Editorial: No time to lose resolve in fight against coronavirus

Tribune Content Agency

We continue to learn that what we don’t know about the novel coronavirus eclipses what we do know.

That was reinforced last week in California’s Bay Area with separate findings for Santa Clara County indicating that the infection rate is higher than first thought; that more people have died from COVID-19 than previously known; and that the nation’s first death occurred here on Feb. 6, suggesting the virus could have been circulating in the United States as far back as December.

The findings add more information as medical experts struggle with limited data to determine the infection rate and lethality of COVID-19, warn against premature reopening of the nation, and work furiously to find treatments and a vaccine.

Meanwhile, President Donald Trump swings wildly from words of caution to calls for civil disobedience while lacing his daily briefings with his personal, unscientific musings about the longevity of the virus and his reckless prescriptions for combating it.

As a result on Friday: Georgia’s governor, against the advice of public health experts, began rapidly reopening his state for businesses, something the president at first supported and then criticized. The U.S. Food and Drug Administration warned against use of a drug, which Trump has been touting, outside a hospital setting or a clinical trial due to risk of heart rhythm problems. And the makers of Clorox and Lysol felt compelled to issue warnings against ingesting bleach and other disinfectants.

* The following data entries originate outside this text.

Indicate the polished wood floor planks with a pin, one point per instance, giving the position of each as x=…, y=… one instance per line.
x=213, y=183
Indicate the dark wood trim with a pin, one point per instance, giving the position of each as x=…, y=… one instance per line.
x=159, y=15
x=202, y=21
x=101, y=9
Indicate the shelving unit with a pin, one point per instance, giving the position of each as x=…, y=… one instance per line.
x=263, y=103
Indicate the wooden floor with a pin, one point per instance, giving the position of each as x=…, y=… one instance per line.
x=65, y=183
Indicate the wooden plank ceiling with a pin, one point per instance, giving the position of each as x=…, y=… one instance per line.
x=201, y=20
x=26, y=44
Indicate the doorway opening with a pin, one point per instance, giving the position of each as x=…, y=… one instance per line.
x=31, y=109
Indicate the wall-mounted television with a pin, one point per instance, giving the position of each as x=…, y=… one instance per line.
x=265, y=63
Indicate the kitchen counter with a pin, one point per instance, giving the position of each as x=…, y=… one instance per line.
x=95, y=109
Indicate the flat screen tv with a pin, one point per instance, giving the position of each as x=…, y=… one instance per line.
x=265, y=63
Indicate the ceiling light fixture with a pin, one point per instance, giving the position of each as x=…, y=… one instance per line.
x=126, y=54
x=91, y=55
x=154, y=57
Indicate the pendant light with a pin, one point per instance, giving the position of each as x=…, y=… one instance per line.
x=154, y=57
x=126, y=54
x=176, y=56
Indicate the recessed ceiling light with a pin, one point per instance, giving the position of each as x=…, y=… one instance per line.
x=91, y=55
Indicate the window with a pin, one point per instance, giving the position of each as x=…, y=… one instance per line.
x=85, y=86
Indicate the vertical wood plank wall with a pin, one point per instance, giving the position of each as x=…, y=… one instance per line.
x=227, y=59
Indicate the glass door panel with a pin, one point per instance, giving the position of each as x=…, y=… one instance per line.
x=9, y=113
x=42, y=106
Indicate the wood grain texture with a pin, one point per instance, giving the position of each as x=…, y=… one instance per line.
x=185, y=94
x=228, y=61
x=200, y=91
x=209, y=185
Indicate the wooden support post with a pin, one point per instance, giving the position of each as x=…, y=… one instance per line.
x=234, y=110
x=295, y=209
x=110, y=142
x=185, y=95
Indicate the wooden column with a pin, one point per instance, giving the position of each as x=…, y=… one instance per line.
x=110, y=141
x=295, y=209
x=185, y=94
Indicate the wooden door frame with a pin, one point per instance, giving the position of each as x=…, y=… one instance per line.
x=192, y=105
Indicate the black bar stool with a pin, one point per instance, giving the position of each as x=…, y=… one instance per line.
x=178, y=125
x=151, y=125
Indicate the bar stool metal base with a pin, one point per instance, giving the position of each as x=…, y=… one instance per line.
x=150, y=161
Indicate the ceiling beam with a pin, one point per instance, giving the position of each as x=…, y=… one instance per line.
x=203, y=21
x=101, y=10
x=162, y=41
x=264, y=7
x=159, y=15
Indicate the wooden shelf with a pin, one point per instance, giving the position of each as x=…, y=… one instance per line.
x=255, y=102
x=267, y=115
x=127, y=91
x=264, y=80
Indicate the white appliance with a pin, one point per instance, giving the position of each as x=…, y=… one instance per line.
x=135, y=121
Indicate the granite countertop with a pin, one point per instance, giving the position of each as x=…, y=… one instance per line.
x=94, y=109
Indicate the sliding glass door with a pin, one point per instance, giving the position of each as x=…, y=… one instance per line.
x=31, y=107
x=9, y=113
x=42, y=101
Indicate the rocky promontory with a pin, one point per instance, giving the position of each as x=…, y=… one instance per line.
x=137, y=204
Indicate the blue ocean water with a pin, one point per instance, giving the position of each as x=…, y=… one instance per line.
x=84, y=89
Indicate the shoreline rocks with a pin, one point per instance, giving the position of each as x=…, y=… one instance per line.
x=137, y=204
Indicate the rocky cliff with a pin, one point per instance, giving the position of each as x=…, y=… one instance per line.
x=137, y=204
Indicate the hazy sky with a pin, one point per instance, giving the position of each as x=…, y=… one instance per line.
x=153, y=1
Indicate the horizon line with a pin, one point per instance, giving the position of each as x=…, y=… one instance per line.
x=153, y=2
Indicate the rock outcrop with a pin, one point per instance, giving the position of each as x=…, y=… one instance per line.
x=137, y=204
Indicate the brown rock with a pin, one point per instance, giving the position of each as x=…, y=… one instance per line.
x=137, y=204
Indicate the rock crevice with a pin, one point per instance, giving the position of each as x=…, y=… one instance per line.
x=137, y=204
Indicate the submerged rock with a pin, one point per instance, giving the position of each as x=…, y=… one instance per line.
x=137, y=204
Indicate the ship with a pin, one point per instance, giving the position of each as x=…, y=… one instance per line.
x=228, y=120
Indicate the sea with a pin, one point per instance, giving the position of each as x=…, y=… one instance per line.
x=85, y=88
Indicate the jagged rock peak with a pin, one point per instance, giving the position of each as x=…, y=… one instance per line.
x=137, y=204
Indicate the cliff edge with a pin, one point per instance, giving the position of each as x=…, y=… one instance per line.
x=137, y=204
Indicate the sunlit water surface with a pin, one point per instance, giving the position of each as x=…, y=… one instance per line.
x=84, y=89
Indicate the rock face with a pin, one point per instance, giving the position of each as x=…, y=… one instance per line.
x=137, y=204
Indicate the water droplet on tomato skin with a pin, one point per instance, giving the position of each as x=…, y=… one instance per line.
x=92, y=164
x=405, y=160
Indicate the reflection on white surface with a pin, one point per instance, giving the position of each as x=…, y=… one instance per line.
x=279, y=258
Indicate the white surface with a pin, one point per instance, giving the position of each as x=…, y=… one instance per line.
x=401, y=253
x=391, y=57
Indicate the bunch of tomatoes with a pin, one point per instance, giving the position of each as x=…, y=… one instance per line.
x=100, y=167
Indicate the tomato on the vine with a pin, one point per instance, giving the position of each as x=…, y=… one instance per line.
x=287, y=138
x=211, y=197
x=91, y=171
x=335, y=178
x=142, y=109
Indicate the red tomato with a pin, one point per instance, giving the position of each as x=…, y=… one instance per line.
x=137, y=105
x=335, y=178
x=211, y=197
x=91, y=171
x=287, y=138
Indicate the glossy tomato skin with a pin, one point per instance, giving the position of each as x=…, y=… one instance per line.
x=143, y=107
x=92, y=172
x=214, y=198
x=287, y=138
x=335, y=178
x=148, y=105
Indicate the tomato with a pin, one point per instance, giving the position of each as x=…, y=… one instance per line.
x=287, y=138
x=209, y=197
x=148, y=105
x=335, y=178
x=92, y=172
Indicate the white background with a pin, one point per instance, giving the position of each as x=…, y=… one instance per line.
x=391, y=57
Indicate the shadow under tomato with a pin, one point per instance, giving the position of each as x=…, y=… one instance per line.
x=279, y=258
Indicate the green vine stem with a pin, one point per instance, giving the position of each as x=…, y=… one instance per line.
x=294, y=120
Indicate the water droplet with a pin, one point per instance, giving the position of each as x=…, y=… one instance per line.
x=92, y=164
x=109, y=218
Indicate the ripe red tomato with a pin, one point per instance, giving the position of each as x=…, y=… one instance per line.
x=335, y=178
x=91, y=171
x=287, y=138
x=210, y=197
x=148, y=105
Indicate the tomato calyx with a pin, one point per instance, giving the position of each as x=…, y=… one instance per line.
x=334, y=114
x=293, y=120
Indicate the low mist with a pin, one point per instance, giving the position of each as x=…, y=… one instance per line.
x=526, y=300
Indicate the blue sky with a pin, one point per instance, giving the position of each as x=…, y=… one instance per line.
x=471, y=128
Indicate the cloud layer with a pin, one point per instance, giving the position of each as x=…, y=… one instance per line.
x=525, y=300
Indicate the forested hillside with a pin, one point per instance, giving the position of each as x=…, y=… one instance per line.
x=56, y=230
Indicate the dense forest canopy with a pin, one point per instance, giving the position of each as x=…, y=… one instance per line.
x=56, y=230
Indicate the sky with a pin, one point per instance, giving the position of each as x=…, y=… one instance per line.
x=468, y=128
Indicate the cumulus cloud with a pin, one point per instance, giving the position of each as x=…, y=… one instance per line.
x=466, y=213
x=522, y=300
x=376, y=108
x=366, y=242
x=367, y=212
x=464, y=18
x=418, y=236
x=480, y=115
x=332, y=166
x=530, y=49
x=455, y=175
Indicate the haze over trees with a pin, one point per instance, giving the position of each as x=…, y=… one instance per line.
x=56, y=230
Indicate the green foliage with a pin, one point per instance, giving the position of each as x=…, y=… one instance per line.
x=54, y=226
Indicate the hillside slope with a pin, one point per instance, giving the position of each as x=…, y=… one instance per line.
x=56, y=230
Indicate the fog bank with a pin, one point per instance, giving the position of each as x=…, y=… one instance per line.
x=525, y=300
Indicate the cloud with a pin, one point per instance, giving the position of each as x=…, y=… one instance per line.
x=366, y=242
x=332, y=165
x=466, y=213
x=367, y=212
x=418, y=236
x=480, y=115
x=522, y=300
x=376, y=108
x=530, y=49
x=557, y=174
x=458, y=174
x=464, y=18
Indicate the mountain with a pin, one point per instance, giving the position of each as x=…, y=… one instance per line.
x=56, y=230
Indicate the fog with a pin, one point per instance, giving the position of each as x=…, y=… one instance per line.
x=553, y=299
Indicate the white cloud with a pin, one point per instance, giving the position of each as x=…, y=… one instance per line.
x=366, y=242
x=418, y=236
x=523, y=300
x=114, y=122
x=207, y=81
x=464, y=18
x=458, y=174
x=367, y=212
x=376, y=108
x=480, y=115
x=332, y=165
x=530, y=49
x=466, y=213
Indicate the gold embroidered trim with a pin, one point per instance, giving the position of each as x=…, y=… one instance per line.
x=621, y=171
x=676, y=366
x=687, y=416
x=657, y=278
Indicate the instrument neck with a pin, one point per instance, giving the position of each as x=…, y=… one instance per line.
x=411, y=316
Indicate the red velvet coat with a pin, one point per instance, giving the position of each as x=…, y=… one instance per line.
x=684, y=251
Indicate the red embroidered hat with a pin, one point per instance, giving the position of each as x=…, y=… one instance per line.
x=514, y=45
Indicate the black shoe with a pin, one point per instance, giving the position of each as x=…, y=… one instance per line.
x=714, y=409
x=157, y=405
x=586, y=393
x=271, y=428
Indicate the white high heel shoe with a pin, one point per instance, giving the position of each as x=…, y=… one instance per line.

Fortunately, most state officials across the country are ignoring Trump and listening to the medical experts. Unfortunately, some are not. And, as we know all too well, the coronavirus does not respect city, state or national boundaries.

It’s clear, despite Trump’s wishful, politically motivated thinking to the contrary, that the fight against coronavirus will almost certainly continue for the rest of this year. The more we distance, the greater the likelihood that we can tamp down the severity.

What we don’t know is how pervasive the spread will be nor how deadly the disease will prove. We know that it’s highly contagious and transmitted by people regardless of whether they show symptoms of their infections.

We don’t even know how widely the disease has already disseminated or how many people have already died from it. The Santa Clara County findings add new data points but probably don’t change the underlying point that the virus is more deadly and more contagious than the seasonal flu.

We probably won’t know the true death rate until the pandemic ends. In the meantime, as Dr. Robert Redfield, the director of the Centers for Disease Control and Prevention, warned, we face a likelihood of the flu and coronavirus striking simultaneously in the fall.

This is no time to lose our resolve. Polling across the nation shows Americans understand the importance of making public health the top priority.

They’re putting their trust in the science and the health experts, who continue to unravel the mysteries of COVID-19. That’s as it should be.